Kinetics of Cyclophosphamide Metabolism in Human, Dog, Cat, and Mouse and Relationship to Cytotoxic Activity and Pharmacokinetics.

Cyclophosphamide (CP), a prodrug that is enzymatically converted to the cytotoxic 4-hydroxycyclophosphamide (4OHCP) by hepatic enzymes, is commonly used in both human and veterinary medicine to treat cancers and modulate the immune system. The metabolism of CP in humans, dogs, cats, and mice was investigated with liver microsomes and apparent KM , Vmax , and intrinsic clearance (Vmax /KM ,) parameters were estimated. The inter- and intra-species variation in kinetics was vast. Dog microsomes were, on average, 55-fold more efficient than human microsomes, 2.8-fold more efficient than cat microsomes, and 1.2-fold more efficient than mouse microsomes at catalyzing CP bioactivation. These differences translated to cell-based systems. Breast cancer cells exposed to 4OHCP via CP bioactivation by microsomes resulted in a stratification of cytotoxicity dependent on the species of microsomes measured by IC50 : dog (31.65 μM), mouse (44.95 μM), cat (272.6 μM), and human (1857 μM).
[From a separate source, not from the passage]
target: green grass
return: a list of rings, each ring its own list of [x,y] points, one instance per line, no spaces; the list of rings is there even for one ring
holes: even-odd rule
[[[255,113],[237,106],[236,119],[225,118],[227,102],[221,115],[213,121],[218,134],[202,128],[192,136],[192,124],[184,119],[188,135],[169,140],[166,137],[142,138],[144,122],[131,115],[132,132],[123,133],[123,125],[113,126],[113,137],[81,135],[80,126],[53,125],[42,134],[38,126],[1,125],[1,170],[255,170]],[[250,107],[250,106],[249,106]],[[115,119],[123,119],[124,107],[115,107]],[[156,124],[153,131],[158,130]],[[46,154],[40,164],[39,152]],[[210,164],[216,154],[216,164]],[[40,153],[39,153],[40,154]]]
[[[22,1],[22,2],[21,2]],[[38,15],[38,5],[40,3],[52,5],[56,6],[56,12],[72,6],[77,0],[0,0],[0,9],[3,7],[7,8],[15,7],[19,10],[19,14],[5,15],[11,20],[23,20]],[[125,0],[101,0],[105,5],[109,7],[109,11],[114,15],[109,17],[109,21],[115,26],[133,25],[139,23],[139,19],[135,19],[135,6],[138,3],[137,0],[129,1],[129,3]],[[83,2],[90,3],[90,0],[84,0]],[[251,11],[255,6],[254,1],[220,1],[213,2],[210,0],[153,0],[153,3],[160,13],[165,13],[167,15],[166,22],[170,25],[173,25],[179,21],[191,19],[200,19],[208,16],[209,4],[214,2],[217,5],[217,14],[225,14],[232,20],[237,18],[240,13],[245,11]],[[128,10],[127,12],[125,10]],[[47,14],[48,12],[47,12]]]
The contribution of cytochrome P450s (CYP), specifically CYP2B, CYP2C, and CYP3A to CP bioactivation were examined: CYP3A inhibition resulted in no change in 4OHCP formation; CYP2B inhibition slightly reduced 4OHCP in humans, cats, and mice; and CYP2C inhibition drastically reduced 4OHCP formation in each species. Semi-physiologic modeling of CP metabolism using scaled metabolic parameters resulted in simulated data that closely matched published pharmacokinetic (PK) profiles, determined by non-compartmental analysis. The results highlight differential CP metabolism delineated by species and demonstrate the importance of metabolism on CP clearance.